I’ve always had white women’s backs and still do, unconditionally—just like I’ve got everyone’s back like a no-limit spiritual soulja (I thought I told ya). But I’ve accepted that most of y’all—not counting my public defender friend, who showed impeccable spiritual restraint in resisting the impulse to pipe up on her colleague—don’t always have mine unless it’s on your terms and your conditions.
And that is simply not going to work for me at this stage of my spiritual development.

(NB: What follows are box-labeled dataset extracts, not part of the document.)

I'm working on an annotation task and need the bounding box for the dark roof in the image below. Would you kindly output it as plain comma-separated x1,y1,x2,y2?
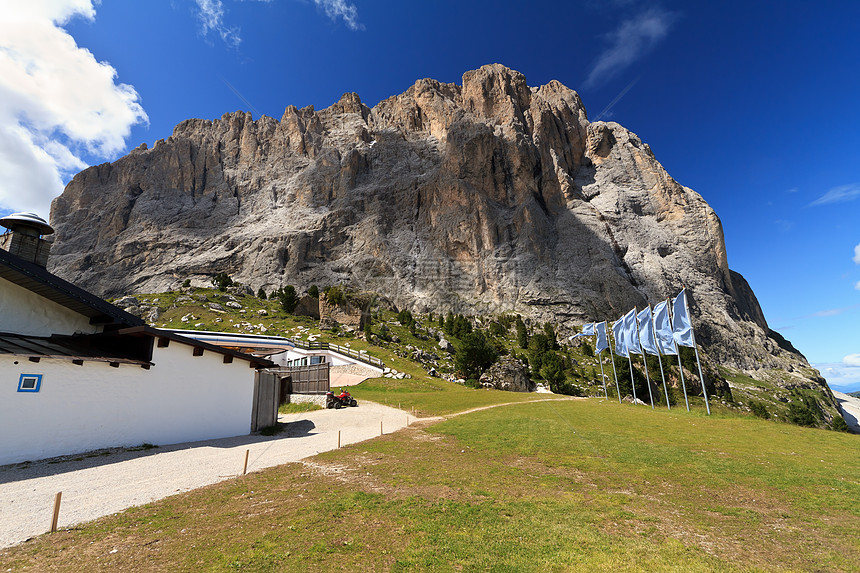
0,326,275,368
0,332,152,366
0,249,145,327
117,326,275,368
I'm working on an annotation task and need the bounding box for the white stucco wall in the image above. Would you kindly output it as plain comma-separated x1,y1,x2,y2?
0,279,101,336
0,341,254,464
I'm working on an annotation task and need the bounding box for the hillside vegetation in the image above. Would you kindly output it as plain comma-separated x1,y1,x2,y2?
114,284,847,431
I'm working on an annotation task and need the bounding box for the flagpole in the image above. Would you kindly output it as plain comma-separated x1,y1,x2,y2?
627,354,638,406
678,288,711,416
648,304,672,410
597,352,609,400
601,324,621,404
633,305,654,410
666,298,690,412
673,340,690,412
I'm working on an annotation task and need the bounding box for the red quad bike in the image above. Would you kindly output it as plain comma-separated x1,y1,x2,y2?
325,389,358,410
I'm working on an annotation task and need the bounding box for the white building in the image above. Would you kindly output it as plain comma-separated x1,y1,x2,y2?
0,214,277,465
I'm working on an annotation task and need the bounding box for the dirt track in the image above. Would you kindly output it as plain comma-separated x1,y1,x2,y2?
0,402,416,548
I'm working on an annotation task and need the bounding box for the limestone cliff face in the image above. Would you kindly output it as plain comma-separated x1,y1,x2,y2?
51,65,828,388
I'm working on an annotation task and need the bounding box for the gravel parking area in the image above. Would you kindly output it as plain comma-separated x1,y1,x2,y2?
0,402,416,548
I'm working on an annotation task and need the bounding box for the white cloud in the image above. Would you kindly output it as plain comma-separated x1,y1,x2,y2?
196,0,242,48
813,354,860,392
809,183,860,207
194,0,364,48
580,7,675,87
314,0,364,30
0,0,148,217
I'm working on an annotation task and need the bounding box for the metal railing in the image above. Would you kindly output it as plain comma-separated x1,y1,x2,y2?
290,339,385,368
276,362,330,394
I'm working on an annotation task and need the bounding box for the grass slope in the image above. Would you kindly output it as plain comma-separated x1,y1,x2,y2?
0,393,860,571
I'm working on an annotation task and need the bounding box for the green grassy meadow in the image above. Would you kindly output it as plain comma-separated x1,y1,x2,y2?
0,396,860,572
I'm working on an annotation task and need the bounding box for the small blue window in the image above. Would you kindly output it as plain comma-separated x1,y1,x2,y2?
18,374,42,392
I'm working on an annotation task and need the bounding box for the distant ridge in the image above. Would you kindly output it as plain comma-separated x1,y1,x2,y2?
50,64,836,417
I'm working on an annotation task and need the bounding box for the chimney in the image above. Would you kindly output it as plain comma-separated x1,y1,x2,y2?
0,213,54,267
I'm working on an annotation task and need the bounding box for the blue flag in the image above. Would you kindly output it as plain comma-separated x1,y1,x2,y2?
612,316,630,357
624,308,642,354
568,322,596,340
594,321,609,354
654,300,677,355
636,306,660,356
672,290,696,348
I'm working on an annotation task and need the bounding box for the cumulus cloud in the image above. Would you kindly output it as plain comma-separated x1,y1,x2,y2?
194,0,364,48
584,8,675,88
314,0,364,30
802,304,860,318
813,354,860,392
0,0,148,217
809,183,860,207
196,0,242,48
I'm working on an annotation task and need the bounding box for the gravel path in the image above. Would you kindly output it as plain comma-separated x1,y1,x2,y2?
831,390,860,434
0,402,416,548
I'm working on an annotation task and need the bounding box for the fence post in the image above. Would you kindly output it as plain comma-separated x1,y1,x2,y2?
51,491,63,533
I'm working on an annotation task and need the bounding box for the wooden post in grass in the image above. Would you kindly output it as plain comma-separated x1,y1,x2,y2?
51,491,63,533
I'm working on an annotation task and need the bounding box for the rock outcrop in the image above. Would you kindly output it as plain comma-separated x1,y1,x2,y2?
479,356,535,392
50,64,832,404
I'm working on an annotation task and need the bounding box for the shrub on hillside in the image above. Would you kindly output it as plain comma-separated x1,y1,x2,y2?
278,285,299,313
830,416,851,432
454,330,498,378
323,286,346,304
788,402,815,426
516,315,529,349
212,273,233,291
749,400,770,420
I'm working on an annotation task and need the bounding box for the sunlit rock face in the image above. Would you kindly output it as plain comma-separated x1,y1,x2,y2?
50,64,820,394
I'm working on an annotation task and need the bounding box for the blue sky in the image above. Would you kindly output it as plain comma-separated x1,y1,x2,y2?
0,0,860,390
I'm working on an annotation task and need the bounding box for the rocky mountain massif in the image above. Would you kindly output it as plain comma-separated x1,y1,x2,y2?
51,64,833,414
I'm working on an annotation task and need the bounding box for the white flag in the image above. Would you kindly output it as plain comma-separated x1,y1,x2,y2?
594,321,609,354
636,306,660,356
568,322,596,340
672,290,696,348
612,316,630,357
624,308,642,354
654,300,677,355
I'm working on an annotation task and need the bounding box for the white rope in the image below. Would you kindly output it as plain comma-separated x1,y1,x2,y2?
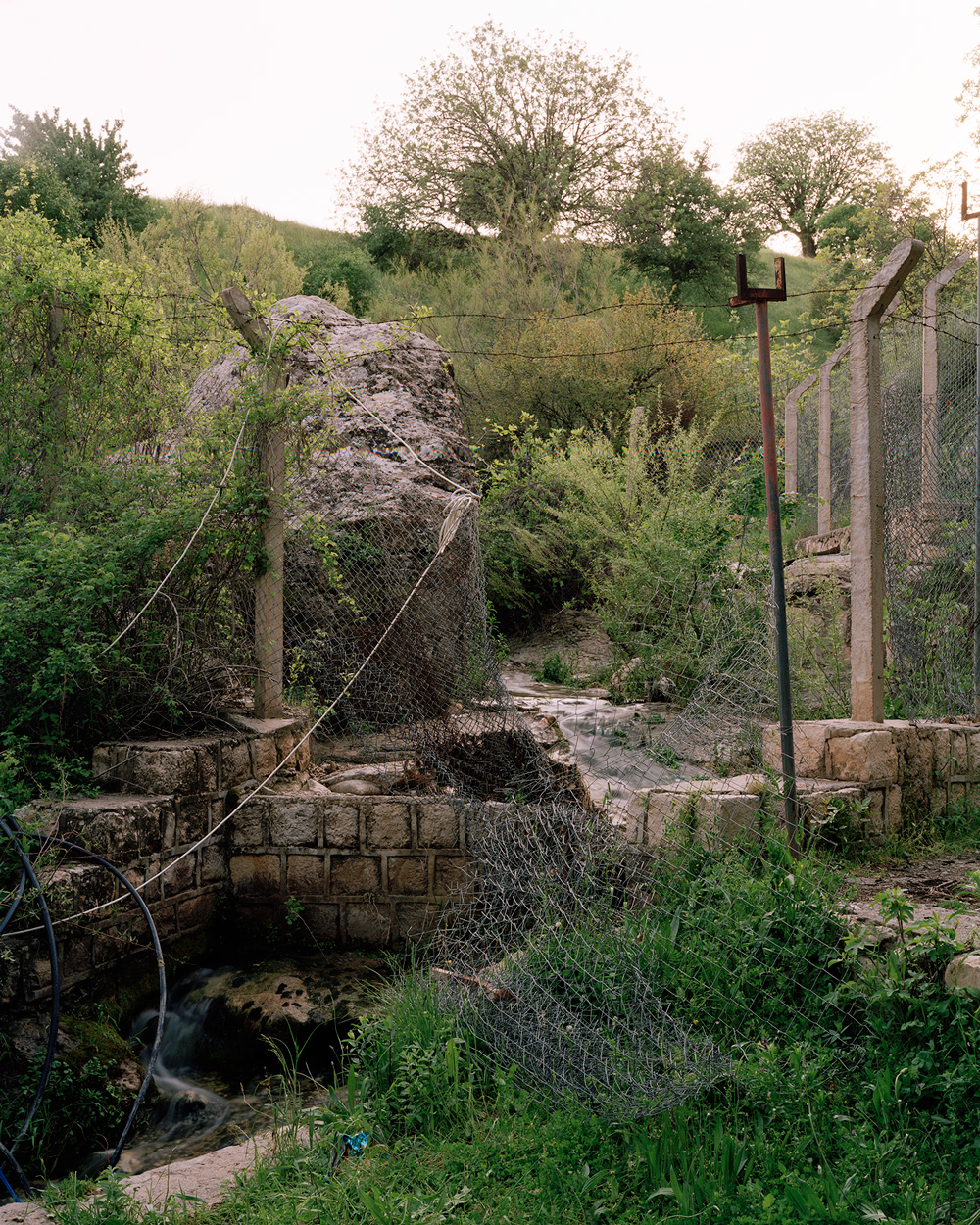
11,490,479,936
99,311,285,656
346,388,479,499
99,406,251,656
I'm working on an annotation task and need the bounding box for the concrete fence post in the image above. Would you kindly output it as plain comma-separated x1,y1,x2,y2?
221,285,288,719
922,251,970,503
851,238,925,723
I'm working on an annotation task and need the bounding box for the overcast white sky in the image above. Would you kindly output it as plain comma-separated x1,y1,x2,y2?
0,0,980,248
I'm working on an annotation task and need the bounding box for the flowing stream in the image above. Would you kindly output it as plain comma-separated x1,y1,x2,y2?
501,670,710,808
83,969,338,1174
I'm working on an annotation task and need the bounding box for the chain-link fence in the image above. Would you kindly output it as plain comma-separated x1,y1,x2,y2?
882,299,976,716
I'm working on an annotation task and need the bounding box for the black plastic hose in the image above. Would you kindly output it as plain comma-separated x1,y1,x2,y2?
0,817,62,1156
38,838,167,1167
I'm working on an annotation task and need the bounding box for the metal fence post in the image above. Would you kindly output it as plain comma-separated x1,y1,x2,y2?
221,285,288,719
729,255,799,858
851,238,925,723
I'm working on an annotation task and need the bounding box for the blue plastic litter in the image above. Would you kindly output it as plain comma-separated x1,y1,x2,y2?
323,1132,371,1179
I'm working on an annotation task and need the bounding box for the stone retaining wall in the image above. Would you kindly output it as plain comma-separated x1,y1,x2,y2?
229,793,468,945
620,719,980,851
0,719,466,1004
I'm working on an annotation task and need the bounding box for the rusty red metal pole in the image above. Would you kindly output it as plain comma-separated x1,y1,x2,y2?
756,302,799,858
730,255,800,858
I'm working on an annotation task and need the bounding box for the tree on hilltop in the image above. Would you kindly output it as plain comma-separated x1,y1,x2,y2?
348,21,672,235
734,111,893,256
0,107,153,241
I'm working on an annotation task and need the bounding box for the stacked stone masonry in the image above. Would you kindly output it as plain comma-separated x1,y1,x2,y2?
0,720,466,1004
621,719,980,849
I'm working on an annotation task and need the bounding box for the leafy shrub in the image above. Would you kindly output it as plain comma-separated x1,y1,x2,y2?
303,244,378,315
348,974,478,1136
533,651,574,685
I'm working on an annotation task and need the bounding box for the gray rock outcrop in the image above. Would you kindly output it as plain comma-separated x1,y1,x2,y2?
187,297,488,726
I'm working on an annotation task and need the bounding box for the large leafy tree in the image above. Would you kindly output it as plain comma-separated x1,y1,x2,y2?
348,21,672,234
734,111,892,256
613,143,760,298
0,107,153,241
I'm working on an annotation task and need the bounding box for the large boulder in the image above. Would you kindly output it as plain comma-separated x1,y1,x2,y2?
189,297,491,729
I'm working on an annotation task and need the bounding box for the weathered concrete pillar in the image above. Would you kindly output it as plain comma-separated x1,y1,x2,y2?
783,371,818,495
851,238,925,723
817,341,851,535
921,251,970,503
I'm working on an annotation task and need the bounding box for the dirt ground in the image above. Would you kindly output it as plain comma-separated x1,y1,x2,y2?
844,851,980,947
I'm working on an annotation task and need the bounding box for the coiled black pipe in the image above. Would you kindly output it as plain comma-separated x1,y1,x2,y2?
0,818,167,1199
0,871,27,936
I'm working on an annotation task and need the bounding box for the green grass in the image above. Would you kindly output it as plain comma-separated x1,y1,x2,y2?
44,844,980,1225
155,200,356,266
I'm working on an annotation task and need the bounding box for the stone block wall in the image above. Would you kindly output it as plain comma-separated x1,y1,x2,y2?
618,719,980,851
229,793,468,945
0,719,468,1004
763,719,980,833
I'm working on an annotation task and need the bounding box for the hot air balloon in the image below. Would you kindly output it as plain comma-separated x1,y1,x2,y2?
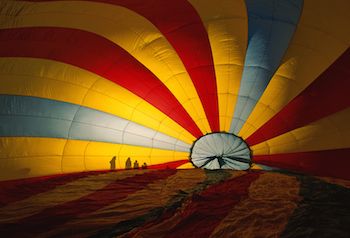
0,0,350,180
0,0,350,237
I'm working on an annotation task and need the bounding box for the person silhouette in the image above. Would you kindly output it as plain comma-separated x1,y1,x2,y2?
142,162,147,169
109,156,117,170
125,157,131,169
134,160,139,169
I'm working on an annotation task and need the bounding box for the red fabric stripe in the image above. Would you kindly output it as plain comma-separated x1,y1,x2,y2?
0,27,202,138
165,172,260,237
147,159,189,169
26,0,220,131
254,148,350,179
0,170,176,237
246,50,350,146
0,171,104,207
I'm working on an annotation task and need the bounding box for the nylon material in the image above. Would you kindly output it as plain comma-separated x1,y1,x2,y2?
240,0,350,138
230,0,303,134
0,171,143,223
190,0,248,131
0,96,190,149
0,2,210,132
0,137,188,180
252,109,350,155
0,155,62,180
0,57,192,143
0,137,66,159
190,133,250,169
1,28,201,139
44,170,206,236
247,48,350,145
176,163,195,170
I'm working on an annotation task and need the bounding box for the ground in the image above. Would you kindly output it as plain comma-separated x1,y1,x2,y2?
0,169,350,238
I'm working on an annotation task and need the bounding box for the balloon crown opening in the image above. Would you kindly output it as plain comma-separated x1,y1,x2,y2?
190,132,252,170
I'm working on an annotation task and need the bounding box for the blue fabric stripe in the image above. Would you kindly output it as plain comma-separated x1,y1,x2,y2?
230,0,303,134
0,95,190,152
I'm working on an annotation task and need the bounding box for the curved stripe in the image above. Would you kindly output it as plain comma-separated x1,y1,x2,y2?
0,57,195,144
0,27,202,137
251,107,350,155
189,0,248,131
246,50,350,145
254,148,350,179
0,137,189,180
240,0,350,138
0,1,210,133
0,95,191,152
87,0,220,131
19,0,220,131
17,0,220,131
230,0,303,134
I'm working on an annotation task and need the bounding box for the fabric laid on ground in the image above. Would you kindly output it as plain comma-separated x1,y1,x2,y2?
0,169,350,237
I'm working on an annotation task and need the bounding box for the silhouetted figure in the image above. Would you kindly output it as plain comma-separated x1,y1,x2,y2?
142,162,147,169
109,156,117,170
125,157,131,169
134,160,139,169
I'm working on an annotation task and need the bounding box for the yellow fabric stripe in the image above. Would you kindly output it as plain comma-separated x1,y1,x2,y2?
0,137,188,180
45,170,206,237
0,57,195,144
239,0,350,138
210,173,301,238
251,108,350,155
189,0,248,131
0,1,210,133
0,170,146,223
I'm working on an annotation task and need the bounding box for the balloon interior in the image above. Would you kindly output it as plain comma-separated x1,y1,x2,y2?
0,0,350,237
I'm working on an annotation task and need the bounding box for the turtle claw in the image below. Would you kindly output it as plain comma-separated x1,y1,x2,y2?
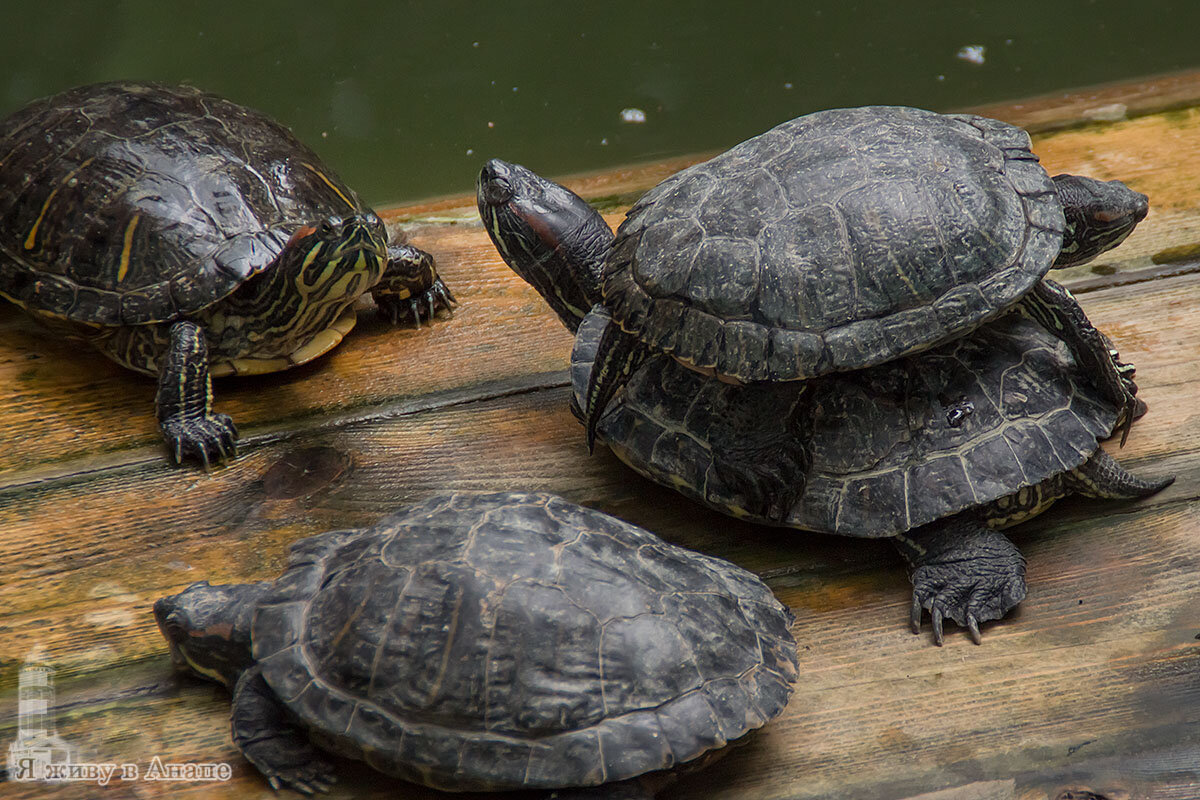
901,522,1025,646
266,759,337,796
160,414,238,473
911,561,1025,646
374,278,458,329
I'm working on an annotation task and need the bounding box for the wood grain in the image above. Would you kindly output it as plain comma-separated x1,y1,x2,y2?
0,79,1200,800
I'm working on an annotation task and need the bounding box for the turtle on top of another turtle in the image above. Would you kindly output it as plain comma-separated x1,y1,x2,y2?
0,83,454,468
154,493,797,800
478,140,1171,643
480,107,1148,443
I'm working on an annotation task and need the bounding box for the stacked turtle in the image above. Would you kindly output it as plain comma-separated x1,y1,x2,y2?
478,107,1170,644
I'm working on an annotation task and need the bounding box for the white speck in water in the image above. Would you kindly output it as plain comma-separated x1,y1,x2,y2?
954,44,986,65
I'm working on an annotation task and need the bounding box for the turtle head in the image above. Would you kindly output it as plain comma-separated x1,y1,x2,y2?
1054,175,1150,267
476,158,612,333
281,211,388,291
154,581,271,687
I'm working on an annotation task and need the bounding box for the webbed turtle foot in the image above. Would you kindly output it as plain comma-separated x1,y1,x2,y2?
258,751,337,795
232,666,337,794
158,414,238,470
373,278,458,327
899,519,1025,646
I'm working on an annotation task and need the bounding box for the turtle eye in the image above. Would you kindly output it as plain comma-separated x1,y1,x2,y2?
484,178,512,205
162,613,187,642
317,217,342,239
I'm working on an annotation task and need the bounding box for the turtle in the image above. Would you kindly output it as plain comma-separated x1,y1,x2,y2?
154,492,798,800
479,166,1174,644
472,106,1148,444
0,82,455,469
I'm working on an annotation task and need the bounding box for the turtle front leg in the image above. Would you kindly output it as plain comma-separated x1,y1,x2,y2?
230,666,337,794
156,320,238,469
895,515,1025,646
371,245,457,327
1021,278,1139,446
544,776,662,800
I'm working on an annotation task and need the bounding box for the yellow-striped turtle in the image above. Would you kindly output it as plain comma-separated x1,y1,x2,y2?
0,83,454,467
479,162,1172,644
154,493,797,800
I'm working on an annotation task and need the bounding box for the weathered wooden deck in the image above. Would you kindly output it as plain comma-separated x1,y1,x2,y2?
0,76,1200,800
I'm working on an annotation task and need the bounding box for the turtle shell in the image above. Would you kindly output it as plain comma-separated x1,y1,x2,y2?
571,311,1117,537
0,83,364,326
604,107,1064,381
252,493,797,790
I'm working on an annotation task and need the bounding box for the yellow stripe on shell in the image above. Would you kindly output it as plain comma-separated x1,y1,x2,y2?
25,156,96,249
116,213,142,283
300,161,359,209
209,307,359,378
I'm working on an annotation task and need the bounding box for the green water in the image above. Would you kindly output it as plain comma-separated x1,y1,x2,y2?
0,0,1200,204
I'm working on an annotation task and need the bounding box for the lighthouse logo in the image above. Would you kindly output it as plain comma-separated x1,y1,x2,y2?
0,646,233,786
8,650,76,781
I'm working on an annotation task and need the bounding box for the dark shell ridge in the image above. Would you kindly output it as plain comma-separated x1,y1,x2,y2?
604,107,1064,381
0,83,362,325
571,312,1117,537
253,494,796,790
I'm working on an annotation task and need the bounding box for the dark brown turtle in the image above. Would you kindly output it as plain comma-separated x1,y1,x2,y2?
480,107,1148,450
0,83,454,467
155,493,797,800
480,162,1171,643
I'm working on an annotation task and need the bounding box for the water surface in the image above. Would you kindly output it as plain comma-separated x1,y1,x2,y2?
0,0,1200,204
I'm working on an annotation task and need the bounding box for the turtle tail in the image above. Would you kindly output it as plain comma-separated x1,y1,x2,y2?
583,323,649,452
1066,450,1175,500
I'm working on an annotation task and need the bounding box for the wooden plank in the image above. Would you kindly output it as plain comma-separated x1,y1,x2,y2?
966,70,1200,133
0,76,1200,800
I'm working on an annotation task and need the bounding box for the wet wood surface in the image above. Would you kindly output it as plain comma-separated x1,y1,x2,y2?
0,71,1200,800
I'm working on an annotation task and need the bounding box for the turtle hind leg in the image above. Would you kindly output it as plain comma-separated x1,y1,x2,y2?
1063,450,1175,500
894,515,1025,646
371,245,458,327
1020,278,1139,446
230,666,337,794
155,320,238,469
583,321,649,452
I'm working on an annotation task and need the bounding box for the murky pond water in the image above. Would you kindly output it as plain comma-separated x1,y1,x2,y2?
7,0,1200,204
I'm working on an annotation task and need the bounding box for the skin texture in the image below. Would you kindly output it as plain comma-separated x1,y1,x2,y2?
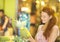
29,12,59,42
0,12,8,29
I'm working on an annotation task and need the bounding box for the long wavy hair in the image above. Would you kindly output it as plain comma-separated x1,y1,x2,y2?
41,7,56,39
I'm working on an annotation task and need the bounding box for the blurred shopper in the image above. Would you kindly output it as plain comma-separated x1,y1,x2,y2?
29,7,59,42
0,10,9,35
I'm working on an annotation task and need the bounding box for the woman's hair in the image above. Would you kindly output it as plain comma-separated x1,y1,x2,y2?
0,9,4,13
42,7,56,39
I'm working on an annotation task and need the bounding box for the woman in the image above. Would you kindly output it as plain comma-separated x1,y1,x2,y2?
29,7,59,42
0,10,9,31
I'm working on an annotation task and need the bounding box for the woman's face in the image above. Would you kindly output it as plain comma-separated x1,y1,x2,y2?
41,12,50,23
0,12,3,17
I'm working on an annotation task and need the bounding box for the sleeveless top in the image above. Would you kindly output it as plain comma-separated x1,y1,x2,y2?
35,25,47,42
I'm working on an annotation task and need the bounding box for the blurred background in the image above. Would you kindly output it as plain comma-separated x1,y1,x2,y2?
0,0,60,40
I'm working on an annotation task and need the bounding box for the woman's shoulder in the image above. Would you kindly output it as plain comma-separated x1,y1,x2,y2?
38,25,43,31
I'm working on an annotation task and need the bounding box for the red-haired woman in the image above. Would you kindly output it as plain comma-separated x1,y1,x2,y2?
29,7,59,42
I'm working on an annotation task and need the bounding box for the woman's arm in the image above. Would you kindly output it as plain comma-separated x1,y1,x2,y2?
48,26,59,42
29,36,36,42
2,17,8,29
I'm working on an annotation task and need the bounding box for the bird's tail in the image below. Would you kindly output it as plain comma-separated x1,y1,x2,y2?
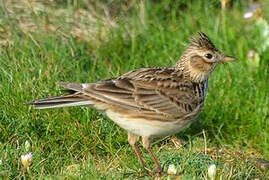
24,82,93,109
24,95,92,109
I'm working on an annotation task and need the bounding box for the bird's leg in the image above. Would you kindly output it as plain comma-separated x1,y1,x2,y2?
142,136,162,173
128,132,146,169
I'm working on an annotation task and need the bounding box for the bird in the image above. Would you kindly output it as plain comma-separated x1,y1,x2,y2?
25,31,236,173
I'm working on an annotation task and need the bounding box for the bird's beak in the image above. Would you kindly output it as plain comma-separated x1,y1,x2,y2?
219,55,236,63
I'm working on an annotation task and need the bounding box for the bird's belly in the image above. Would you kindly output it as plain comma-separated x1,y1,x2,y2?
106,110,189,137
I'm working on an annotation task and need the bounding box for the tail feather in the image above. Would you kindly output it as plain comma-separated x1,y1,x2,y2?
24,95,93,109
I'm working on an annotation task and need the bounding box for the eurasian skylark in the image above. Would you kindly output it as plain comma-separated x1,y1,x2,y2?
25,32,235,172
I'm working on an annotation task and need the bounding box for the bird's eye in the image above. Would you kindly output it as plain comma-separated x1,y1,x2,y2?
205,53,213,59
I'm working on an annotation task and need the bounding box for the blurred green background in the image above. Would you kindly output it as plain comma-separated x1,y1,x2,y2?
0,0,269,179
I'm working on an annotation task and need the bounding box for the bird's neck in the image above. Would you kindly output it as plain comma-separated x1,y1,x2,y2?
175,55,214,83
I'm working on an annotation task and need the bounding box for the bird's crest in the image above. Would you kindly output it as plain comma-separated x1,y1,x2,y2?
191,31,217,51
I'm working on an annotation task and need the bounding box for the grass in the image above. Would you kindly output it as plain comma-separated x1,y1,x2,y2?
0,0,269,179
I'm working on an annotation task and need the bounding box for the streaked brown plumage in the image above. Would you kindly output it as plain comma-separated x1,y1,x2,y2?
26,32,235,172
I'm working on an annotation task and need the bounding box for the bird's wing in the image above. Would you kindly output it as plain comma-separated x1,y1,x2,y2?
58,68,199,117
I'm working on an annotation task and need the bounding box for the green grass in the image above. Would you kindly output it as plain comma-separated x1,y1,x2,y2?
0,0,269,179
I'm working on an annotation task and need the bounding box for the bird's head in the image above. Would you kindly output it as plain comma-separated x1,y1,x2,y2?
176,32,236,81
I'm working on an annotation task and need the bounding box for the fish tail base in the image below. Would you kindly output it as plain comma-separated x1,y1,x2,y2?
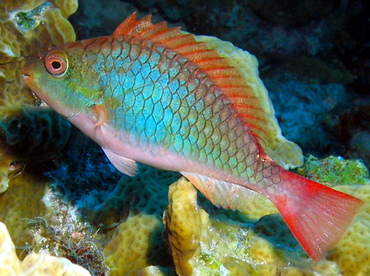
273,171,363,261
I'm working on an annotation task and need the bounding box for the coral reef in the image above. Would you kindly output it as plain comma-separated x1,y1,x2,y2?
0,0,370,276
103,213,162,275
327,184,370,276
164,178,346,275
298,155,370,186
0,222,91,276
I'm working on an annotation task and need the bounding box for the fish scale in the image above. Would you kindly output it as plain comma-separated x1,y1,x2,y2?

It is incompatible with the kind of human I’m evolving into.
If you tolerate a life lived one DREEP after another, it becomes a slow-motion descent into hell—death by a thousand protests, sidelong glances, subtle frowns, veiled threats, grievances, and insinuations.
That ain’t love.
That’s an assembly line at the DREEP factory.
And I’m done clocking in.
I get that people don’t always know they’re doing it—Lord knows I do it too—but some folks keep you on the defensive all the time, and it’s just too much.
I’m too old, too grey, too self-aware, and—yes—too regal to keep lowering myself by DREEPing.
So I’ll be right here, standing tall like a pharaoh, not DREEPing for nobody.